Tuesday, November 30, 2010

Branch optimization in ZAPF

I recently moved some unfinished changes from ZAPF's trunk into a development branch. Some have asked what these changes are all about, anyway, so here's an explanation.

The Z-machine's branch instructions, of which there are many, can take an offset in either "long" or "short" form. Long form takes two bytes and can hold any signed 14 bit offset, whereas short form takes one byte but can only hold an unsigned 6 bit offset. In order to save space, we always want to use the short form wherever possible: that is, whenever an instruction branches forward by up to 61 bytes. (Not 63: these offsets are biased by +2.)

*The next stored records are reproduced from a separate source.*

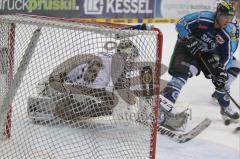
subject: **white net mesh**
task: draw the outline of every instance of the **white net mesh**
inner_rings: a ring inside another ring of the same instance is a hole
[[[159,32],[1,16],[0,33],[0,158],[154,158]]]

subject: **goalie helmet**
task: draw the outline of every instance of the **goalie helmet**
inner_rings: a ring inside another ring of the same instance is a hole
[[[117,46],[117,54],[133,59],[139,55],[137,47],[129,39],[121,40]]]

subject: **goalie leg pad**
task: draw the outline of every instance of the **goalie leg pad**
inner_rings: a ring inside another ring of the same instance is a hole
[[[34,123],[49,123],[56,120],[54,116],[55,99],[49,97],[30,97],[28,99],[28,117]]]
[[[57,103],[56,116],[63,120],[81,121],[92,117],[111,115],[117,104],[115,96],[98,92],[99,97],[67,96]],[[81,99],[79,99],[79,97]]]
[[[88,104],[92,104],[89,98],[85,98],[82,102],[79,102],[72,96],[66,96],[57,102],[55,113],[56,116],[66,121],[77,120],[77,118],[80,120],[87,119],[87,112],[84,110]]]

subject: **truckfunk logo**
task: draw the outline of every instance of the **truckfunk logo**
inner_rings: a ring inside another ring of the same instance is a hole
[[[79,10],[76,0],[0,0],[0,10],[33,11]]]

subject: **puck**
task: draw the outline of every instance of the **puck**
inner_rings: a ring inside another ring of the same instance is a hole
[[[231,123],[231,120],[229,119],[224,120],[224,125],[228,126],[230,123]]]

But branching forward means we encounter the branch instruction before its target label, so how do we know how far it's branching? It's not easy, especially if there are other branch instructions in between this one and its target -- we can't know the true distance until we know what form those will be assembled in.

ZAPF's current approach is to make repeated passes over each function until all the label positions are discovered. When it sees a branch instruction targeting a label that hasn't been defined yet, it remembers the name of that label, then assembles the branch in long mode. Once the label's definition is encountered, ZAPF remembers its location and rewinds to the beginning of the function.

The next time it encounters the branch instruction, it can make a better judgment of the distance, which may allow it to use short mode. The next time it encounters the label definition, it compares the new location to the old location; if it has changed, it remembers the new position and rewinds again. It only reaches the end of the function once every label's final location has been discovered and every branch has been assembled correctly.

Unfortunately, this approach doesn't always work. Some inputs cause ZAPF to get stuck in a function and never reach the end. I haven't investigated too thoroughly because the algorithm is hard to reason about, inefficient, and silly enough that I decided to just rewrite it.

I found an interesting replacement algorithm in a 1978 paper by Thomas G. Szymanski called "Assembling Code for Machines with Span-Dependent Instructions". The paper proves that minimizing program length is NP-complete in the general case, when branch targets are allowed to be specified as arbitrary expressions of constants and labels, but presents an efficient algorithm for a restricted subset of expressions -- which works just fine for ZAPF.

The algorithm works by assuming in a first pass that all instructions can be assembled in short form, and remembering the location of every label and every branch instruction, then studying them after that pass to trace the dependencies between branch instructions, and forcing into long mode only the instructions that need it. The label locations are adjusted -- advanced forward by one byte for every preceding branch that was changed from short to long -- and the set of adjusted locations is used in a second pass to assemble each branch in the correct mode.

There's one more complication, though: the Z-machine's packed address system. Every routine must begin at an address divisible by 2, 4, or 8 (depending on the Z-code version), so there are usually a few padding bytes between routines. The algorithm works on all labels in the game at once, but because of the padding issue, forcing a branch into long mode doesn't actually push every following label ahead by one byte: for labels in subsequent routines, it's either zero bytes (when the extra byte can be absorbed by the next padding section) or 2/4/8 bytes (when it can't). And that's the part that isn't finished yet.

Monday, November 22, 2010

Hello World

I'm vaporware, and this is my IF blog.

Who am I, anyway? You may have encountered some of my IF-related projects:
  • FyreVM - The modified Glulx interpreter that runs Textfyre's games.
  • Guncho - An online multiplayer IF system based on Inform 7.
  • Snack - A language similar to TADS 2 that compiles to Glulx.
  • Yomin - An integrated development environment (IDE) for Inform 6 and ZIL.
  • ZAPF - A Z-machine assembler and disassembler.
  • ZILF - A compiler for Infocom's ZIL language.
  • ZLR - A Z-machine interpreter.
I've also contributed template code to Inform 7 and currently run the bug tracker site. I've written several extensions, and I was the technical editor on Aaron Reed's Creating Interactive Fiction with Inform 7.

Why this blog? Well, occasionally I come up with something cool that I want to talk about in greater detail than one or two lines on ifMUD. Don't expect a lot of comp reviews or storytelling tips: I intend to focus on more technical topics, from the status of the projects above to Inform tricks to VM implementation details.